Jeanine Jablonski with her daughter, 2018.

Jeanine Jablonski and I started talking several years ago at art fairs. At the time, her Portland-based gallery Fourteen30 Contemporary was the only participant in NADA from the Pacific Northwest, and she had given shows in 2013 to two of my favorite, but not super-well-known yet New York artists, Gina Beavers and Monique Mouton, both in 2013. Based on these attributes I was able to piece together that she was both cool and original. From afar, her program appeared to be avant-garde but homey, a recipe after my own heart. As with many experiences in the art world, what I admired first from a distance would anticipate a friendship, and later an avenue for collaboration.

In 2015, Jablonski invited me to curate a show for her gallery, resulting in “Maraschino,” which featured Alex Chaves, Nolan Simon, Annelie McKenzie and Josh Mannis. Then, in early 2017, just after Trump was elected, I returned for a solo exhibition of my own work: “The Parting of the Green Sea.” On both occasions I was just about ready to take a nose dive out of New York City and thankfully, through the kindness of Jablonski, I was met with a safe place to land.

Jeanine Jablonski

From the outset, Jablonski has encouraged artists and curators to use Fourteen30 Contemporary as a space for experimentation and works-in- progress: a blend of art school, slumber party and critique. A recent exhibition with Seattle-based artist Wynne Greenwood featured a new film that Greenwood was fully in the process of editing throughout and after the show. To my knowledge, this is not a result of procrastination but rather a repositioning, suggested by Jablonski, of how the gallery might aid in the making of the artwork.

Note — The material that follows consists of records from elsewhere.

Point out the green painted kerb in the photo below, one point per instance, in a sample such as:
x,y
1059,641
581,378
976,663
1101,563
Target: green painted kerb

The underlying theme is: You can do whatever you want here. A substantial show might be made of a single work, or three; it could be an endpoint or a beginning. Moreover, Portland is a resource with infinite possibilities, both as a destination and a state of mind. On the tourism front, you’ve got organic food, small brand shopping, ceramics, the Gamblin factory, Bullseye Glass and some of the most wonderful art schools in the country. Add to that the Lumber Room, a private museum founded by collector Sarah Miller Meigs, where Jablonski acts as managing director and where Mira Dancy recently debuted a new series of site-specific works. Need I say more?

Jeanine Jablonski

People who use their role in the creative field as a springboard for others have my highest respect. As someone who works as an artist and gallery director myself, I admire Jeanine for forging a path, both creating a beautiful community and acting as its ambassador. It is pretty fun to know you. I hope we will get at least another 10 years of your tasteful, practical, stimulating and resourceful home-away-from-home. I look forward to staying there again. Also, how cute would it be if you added this page to the completely covered “refrigerator of gratitude?”